L’Alto commissario dell’Onu per i rifugiati, Antonio Guterres, ha rivolto un appello alla ripartizione di almeno 200mila richiedenti asilo nell’Ue».
Alfano presenta la campagna d’autunno di Area popolare
Sul fronte interno il titolare del Viminale Angelino Alfano è stato protagonista di un’offensiva politica per rilanciare Area popolare (Nuovo centrodestra e Udc) come perno dell’azione di governo. Il leader di Ap ieri ha incontrato Renzi al quale ha presentato una sorta di piano di battaglia per la ripresa autunnale.

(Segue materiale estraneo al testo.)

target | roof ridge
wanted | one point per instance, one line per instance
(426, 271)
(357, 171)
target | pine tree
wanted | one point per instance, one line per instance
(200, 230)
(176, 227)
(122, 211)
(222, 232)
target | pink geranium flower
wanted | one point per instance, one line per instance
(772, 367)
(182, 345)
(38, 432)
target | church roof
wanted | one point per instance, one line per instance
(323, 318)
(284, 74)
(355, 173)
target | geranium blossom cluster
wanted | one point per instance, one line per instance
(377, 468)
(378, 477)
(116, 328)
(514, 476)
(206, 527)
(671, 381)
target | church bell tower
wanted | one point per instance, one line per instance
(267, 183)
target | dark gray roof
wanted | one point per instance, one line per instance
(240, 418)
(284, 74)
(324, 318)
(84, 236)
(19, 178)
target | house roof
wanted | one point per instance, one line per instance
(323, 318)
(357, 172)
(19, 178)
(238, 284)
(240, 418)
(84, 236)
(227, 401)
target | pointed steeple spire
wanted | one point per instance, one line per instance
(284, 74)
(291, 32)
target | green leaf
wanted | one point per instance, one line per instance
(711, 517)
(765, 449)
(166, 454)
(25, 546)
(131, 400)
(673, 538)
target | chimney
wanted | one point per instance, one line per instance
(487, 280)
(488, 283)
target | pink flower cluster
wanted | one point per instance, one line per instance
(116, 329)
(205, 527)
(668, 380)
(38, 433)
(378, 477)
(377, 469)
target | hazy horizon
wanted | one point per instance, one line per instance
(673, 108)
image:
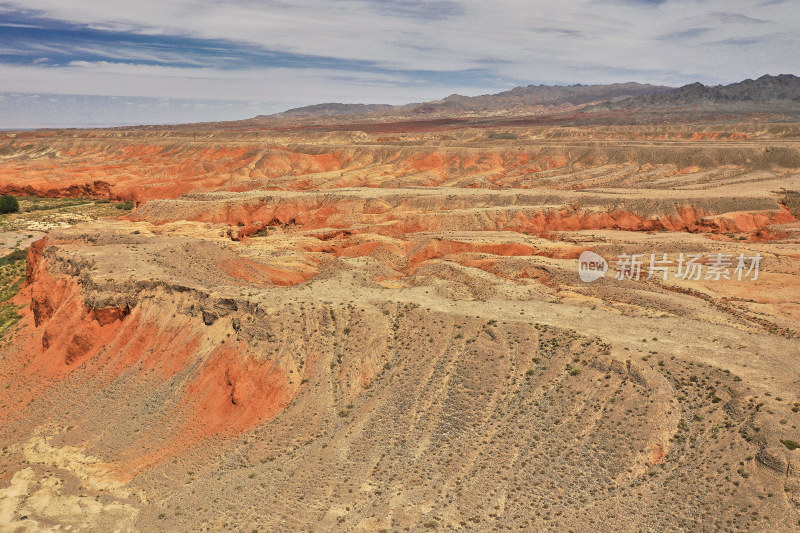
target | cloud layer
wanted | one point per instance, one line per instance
(286, 54)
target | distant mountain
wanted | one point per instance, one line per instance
(331, 110)
(542, 96)
(614, 103)
(766, 89)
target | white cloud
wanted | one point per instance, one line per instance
(464, 35)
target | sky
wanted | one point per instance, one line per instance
(109, 62)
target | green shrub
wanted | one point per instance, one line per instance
(8, 204)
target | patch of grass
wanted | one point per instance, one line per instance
(792, 445)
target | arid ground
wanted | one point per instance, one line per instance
(381, 326)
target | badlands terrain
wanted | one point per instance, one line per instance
(366, 324)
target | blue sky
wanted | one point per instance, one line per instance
(190, 60)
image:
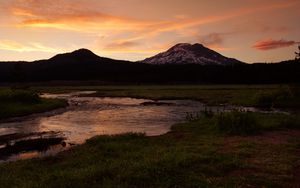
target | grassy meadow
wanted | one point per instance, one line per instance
(199, 153)
(266, 96)
(229, 149)
(15, 103)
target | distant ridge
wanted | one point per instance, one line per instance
(185, 53)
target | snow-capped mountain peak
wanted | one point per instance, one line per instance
(185, 53)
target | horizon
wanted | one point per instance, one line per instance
(250, 31)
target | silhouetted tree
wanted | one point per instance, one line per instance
(298, 53)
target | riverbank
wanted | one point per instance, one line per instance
(16, 103)
(264, 96)
(193, 154)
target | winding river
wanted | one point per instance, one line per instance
(90, 116)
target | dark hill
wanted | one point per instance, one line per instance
(83, 64)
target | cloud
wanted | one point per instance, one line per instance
(121, 45)
(273, 44)
(32, 47)
(212, 39)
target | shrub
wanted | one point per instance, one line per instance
(237, 123)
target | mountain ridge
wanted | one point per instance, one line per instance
(185, 53)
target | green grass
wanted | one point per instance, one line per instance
(14, 103)
(194, 154)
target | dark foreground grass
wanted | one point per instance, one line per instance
(194, 154)
(14, 103)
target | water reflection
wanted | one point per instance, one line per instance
(90, 116)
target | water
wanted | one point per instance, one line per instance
(90, 116)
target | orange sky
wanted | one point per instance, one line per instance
(249, 30)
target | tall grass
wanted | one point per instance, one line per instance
(24, 102)
(287, 96)
(237, 123)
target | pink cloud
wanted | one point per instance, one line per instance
(273, 44)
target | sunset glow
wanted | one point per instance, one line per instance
(249, 30)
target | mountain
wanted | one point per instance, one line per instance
(185, 53)
(83, 66)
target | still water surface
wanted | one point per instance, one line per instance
(90, 116)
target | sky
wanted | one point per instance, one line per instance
(248, 30)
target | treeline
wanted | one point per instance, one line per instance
(113, 71)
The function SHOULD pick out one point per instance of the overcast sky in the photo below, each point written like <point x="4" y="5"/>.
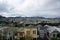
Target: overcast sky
<point x="28" y="8"/>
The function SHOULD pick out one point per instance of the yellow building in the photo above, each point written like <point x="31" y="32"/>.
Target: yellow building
<point x="28" y="33"/>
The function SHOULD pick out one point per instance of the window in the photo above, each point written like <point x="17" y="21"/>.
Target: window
<point x="34" y="38"/>
<point x="53" y="35"/>
<point x="27" y="32"/>
<point x="58" y="35"/>
<point x="34" y="32"/>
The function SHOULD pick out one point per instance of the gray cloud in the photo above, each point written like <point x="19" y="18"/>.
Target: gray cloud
<point x="50" y="9"/>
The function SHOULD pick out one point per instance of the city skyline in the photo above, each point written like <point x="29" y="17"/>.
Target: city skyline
<point x="29" y="8"/>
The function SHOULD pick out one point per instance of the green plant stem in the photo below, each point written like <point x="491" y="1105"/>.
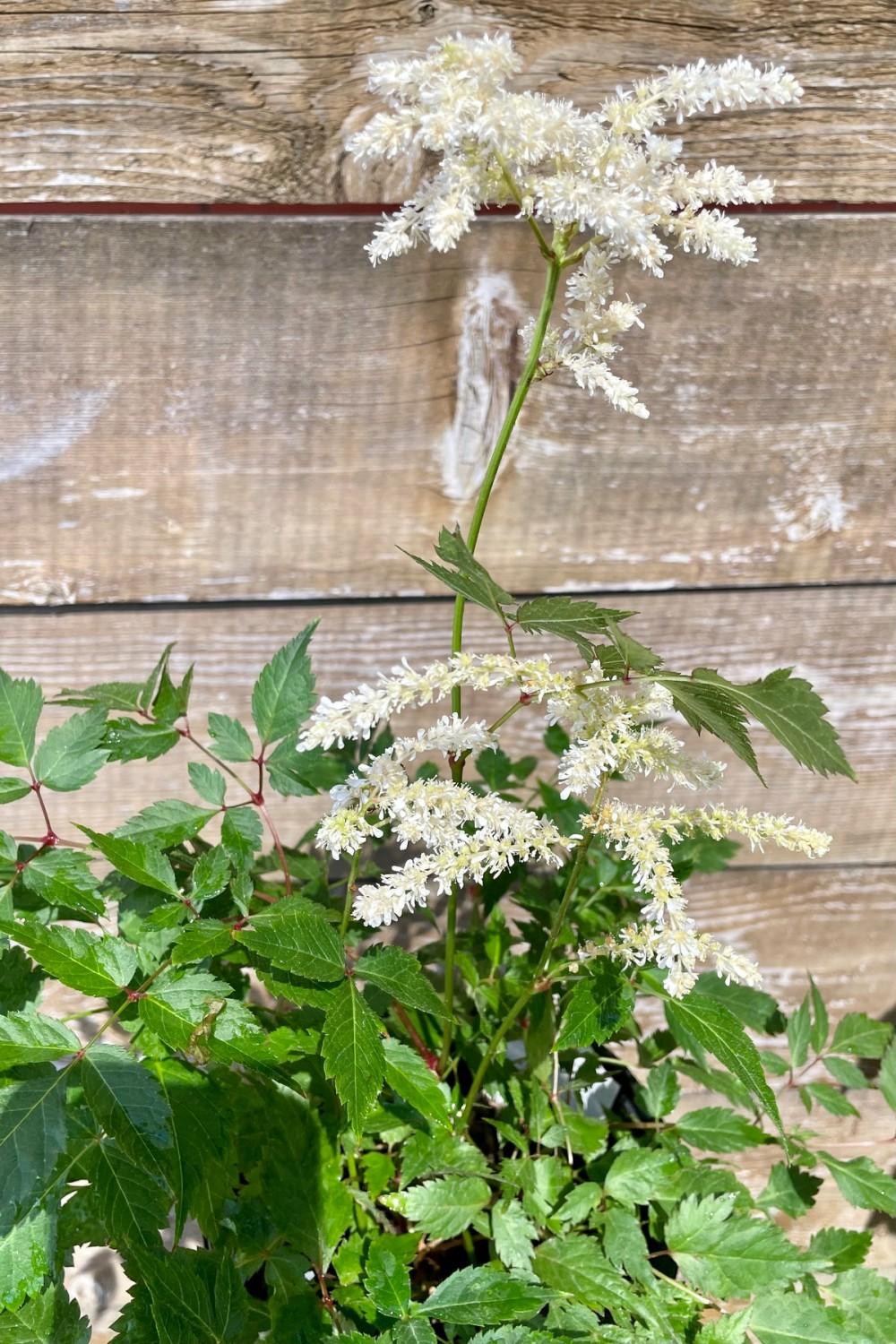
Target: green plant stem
<point x="349" y="892"/>
<point x="521" y="1000"/>
<point x="450" y="943"/>
<point x="530" y="370"/>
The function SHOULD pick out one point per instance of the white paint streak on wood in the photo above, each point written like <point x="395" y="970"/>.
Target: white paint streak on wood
<point x="56" y="429"/>
<point x="485" y="366"/>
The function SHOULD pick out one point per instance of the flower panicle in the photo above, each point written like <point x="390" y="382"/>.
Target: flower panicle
<point x="606" y="182"/>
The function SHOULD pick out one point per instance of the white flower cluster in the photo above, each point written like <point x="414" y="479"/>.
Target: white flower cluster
<point x="358" y="712"/>
<point x="463" y="836"/>
<point x="668" y="935"/>
<point x="606" y="182"/>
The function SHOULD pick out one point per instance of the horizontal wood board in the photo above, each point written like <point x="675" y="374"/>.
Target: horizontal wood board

Con un programma che prevede la ricerca di un’intesa con la minoranza del Pd sulla riforma del senato, in modo da licenziare il testo a palazzo Madama entro settembre e tenere il referendum confermativo nell’ottobre 2016. Poi sarà la volta delle unioni civili. e infine della legge di Stabilità 2016, che dovrà prevedere, secondo Alfano almeno 7 miliardi di tagli fiscali per le famiglie in tre anni. Alfano ha dovuto polemizzare con il segretario della Lega Nord Matteo Salvini, che ieri si è presentato al Centro accoglienza per richiedenti Asilo di Mineo, in provincia di Catania, e ha attaccato Alfano e Renzi: «Sono due incapaci incollati alla poltrona», ha detto. «Qua non li vedo, a Palagonia non li ho visti. Fossi in loro mi vergognerei». Ma Alfano ha replicato: «I siciliani aspettano le scuse della Lega per avere impiantato in Sicilia il più grande centro di accoglienza d’Europa. Salvini si scusi e poi sarà più credibile. Siamo pronti a fare le nostre valutazioni sulla possibile chiusura ma Salvini faccia l’elenco dei Comuni e dei sindaci disposti ad accoglierli».